Escribe servidor estas líneas entre adormecido y mecido por un vaso de Peinado de 20 que se mantiene caliente gracias a un gran regalo de mi cuñada: el Hot Cubby, un brazalete que se ciñe al vaso, se conecta al puerto USB del ordenador y conserva la temperatura de la copa.
Nuestro presidente, que es Bush, aunque sólo lo elijan en América de Arriba, acaba de dar un discurso que demuestra que es posible la arenga inmoral. Los aplausos que ha arrancado han sido de lealtad apriorística. También el presidente ha hablado del cambio climático, y de nuevas tecnologías, lo que significa que se aproximan malos tiempos. Los más patriotas le echarán la culpa a los chinos. Bueno no: todos le echarán la culpa a los chinos.
La segunda noticia del mes (la primera será la cena Aznar-Gadafi) podría ser el frío. El discurso resultaría la tercera (así que lo del ministro israelí acosador pasa al cuarto lugar), a pesar de lo cual la expresión de moda de este año será «violencia sectaria». Es mala cosa adjetivar así. ¿Qué será lo siguiente? ¿Violencia ecuménica?
— ¡Violencia ecuménica!, dice Raquel, que hoy no cenaba en casa y ha llegado al final del discurso.
— ¿Qué tal tu catarro?
— No me beses.
Se va a dormir y se quedo servidor a redactar estas líneas en compañía de la radio y de su copa a la temperatura ideal que tiene el color de la paleta del Velázquez más juvenil y el aroma de aquellos rosarios de abuelita hechos con pétalos de rosa, y así se entera de la muerte de Kapuscinski, uno de los últimos resistentes. Pensando en él le da por acordarse de que siendo un niño, un año, los Reyes Magos le trajeron a un servidor el juguete que quería. No una imitación, ni un consuelo, que era lo habitual: el que quería. Era una plancha rectangular inclinada en cuya parte más alta y posados en los extremos de una estructura metálica similar a la de un pequeño paraguas, cuatro aviones de plástico giraban esquivando unas canicas que, en la parte inferior, un cañoncito de muelle les lanzaba cada vez que servidor presionaba un botón. Las paredes laterales y un fondo ligeramente inclinado hacían confluir en un embudo las balas que iban cayendo, devolviéndolas al cargador. En dos días lo dominaba a la perfección y podía tumbar a los cuatro aviones con sólo cuatro tiros certeros. Al tercer día el juguete desapareció.

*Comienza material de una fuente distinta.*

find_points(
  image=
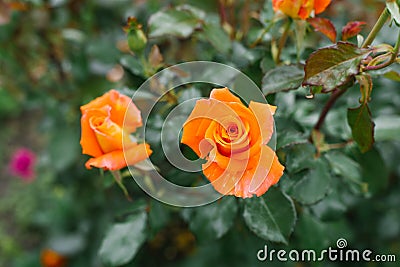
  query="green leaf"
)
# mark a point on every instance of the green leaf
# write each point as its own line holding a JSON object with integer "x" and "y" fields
{"x": 217, "y": 37}
{"x": 387, "y": 128}
{"x": 393, "y": 8}
{"x": 123, "y": 240}
{"x": 311, "y": 232}
{"x": 362, "y": 126}
{"x": 271, "y": 216}
{"x": 344, "y": 166}
{"x": 132, "y": 64}
{"x": 349, "y": 169}
{"x": 282, "y": 78}
{"x": 374, "y": 170}
{"x": 159, "y": 216}
{"x": 313, "y": 185}
{"x": 64, "y": 147}
{"x": 212, "y": 221}
{"x": 333, "y": 66}
{"x": 180, "y": 23}
{"x": 299, "y": 157}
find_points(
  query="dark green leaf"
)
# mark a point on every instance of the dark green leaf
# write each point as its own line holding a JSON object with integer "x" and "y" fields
{"x": 282, "y": 78}
{"x": 299, "y": 157}
{"x": 348, "y": 169}
{"x": 312, "y": 185}
{"x": 362, "y": 126}
{"x": 387, "y": 128}
{"x": 212, "y": 221}
{"x": 393, "y": 8}
{"x": 217, "y": 37}
{"x": 333, "y": 66}
{"x": 344, "y": 166}
{"x": 123, "y": 240}
{"x": 180, "y": 23}
{"x": 158, "y": 216}
{"x": 64, "y": 147}
{"x": 271, "y": 216}
{"x": 374, "y": 170}
{"x": 132, "y": 64}
{"x": 312, "y": 232}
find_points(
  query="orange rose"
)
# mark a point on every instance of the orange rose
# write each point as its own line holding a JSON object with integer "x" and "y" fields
{"x": 233, "y": 138}
{"x": 300, "y": 8}
{"x": 50, "y": 258}
{"x": 105, "y": 134}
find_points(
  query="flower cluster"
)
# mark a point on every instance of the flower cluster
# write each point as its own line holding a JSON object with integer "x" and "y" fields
{"x": 232, "y": 137}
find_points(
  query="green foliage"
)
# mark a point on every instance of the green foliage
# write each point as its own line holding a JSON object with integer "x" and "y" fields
{"x": 333, "y": 66}
{"x": 282, "y": 78}
{"x": 123, "y": 240}
{"x": 341, "y": 178}
{"x": 362, "y": 126}
{"x": 271, "y": 217}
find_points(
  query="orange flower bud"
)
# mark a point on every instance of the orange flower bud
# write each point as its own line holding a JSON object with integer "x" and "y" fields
{"x": 300, "y": 8}
{"x": 50, "y": 258}
{"x": 106, "y": 125}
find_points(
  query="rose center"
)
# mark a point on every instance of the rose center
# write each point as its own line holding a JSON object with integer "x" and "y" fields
{"x": 233, "y": 129}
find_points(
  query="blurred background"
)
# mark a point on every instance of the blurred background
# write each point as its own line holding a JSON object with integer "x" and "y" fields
{"x": 56, "y": 55}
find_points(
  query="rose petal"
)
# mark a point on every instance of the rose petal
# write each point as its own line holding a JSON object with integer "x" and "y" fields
{"x": 120, "y": 105}
{"x": 321, "y": 5}
{"x": 109, "y": 135}
{"x": 263, "y": 114}
{"x": 224, "y": 95}
{"x": 89, "y": 143}
{"x": 264, "y": 164}
{"x": 116, "y": 160}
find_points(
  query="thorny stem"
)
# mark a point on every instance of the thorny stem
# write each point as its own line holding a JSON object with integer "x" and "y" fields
{"x": 377, "y": 27}
{"x": 334, "y": 96}
{"x": 282, "y": 41}
{"x": 370, "y": 38}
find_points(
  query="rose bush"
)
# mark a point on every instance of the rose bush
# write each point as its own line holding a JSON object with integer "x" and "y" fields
{"x": 107, "y": 123}
{"x": 233, "y": 138}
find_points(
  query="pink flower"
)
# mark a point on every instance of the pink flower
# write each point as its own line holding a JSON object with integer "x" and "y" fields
{"x": 22, "y": 164}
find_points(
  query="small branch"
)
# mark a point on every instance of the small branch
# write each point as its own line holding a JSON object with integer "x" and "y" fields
{"x": 392, "y": 59}
{"x": 377, "y": 27}
{"x": 222, "y": 12}
{"x": 334, "y": 96}
{"x": 283, "y": 40}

Claro que preguntó servidor por él, y su padre le dijo que lo había llevado a arreglar. No se preocupó más ni expresó curiosidad alguna servidor por el motivo de la avería (y si lo hizo no obtuvo respuesta que recuerde), pero a la semana siguiente preguntó de nuevo, y de nuevo a la siguiente y de nuevo a la otra. Finalmente (pasado un año) su madre le informó secamente de que el juguete no volvería: el padre de un servidor se lo había regalado al hijo de su jefe.
— Un compromiso, dijo.
Fue la primera vez que servidor se sintió tratado como un adulto, y también fue el momento en que supo lo que es la vida (aunque no pudo verbalizarlo hasta más tarde): el padre que da y que quita. Y le costó mucho, decenios, mucho, redefinir la palabra «compromiso» a un servidor hasta llegar a usarla sin pensar en aquello. La definición de «compromiso» de Bush parece la misma que la del padre de un servidor, lo que le da un poco de miedo y le confirma lo que siempre ha sospechado: hay gente que sabe morirse en el momento oportuno. No cree servidor que Kapuscinski y Bush pudiesen habitar en el mismo mundo, y si además es un mundo en que Gadafi y Aznar quedan a cenar, menos.
Quizás el Hot Cubby añada alguna rara cualidad a la bebida, porque servidor va notando como algunos síntomas terceros opacan los del medicamento que opacan los del virus; aunque el miedo sigue ahí.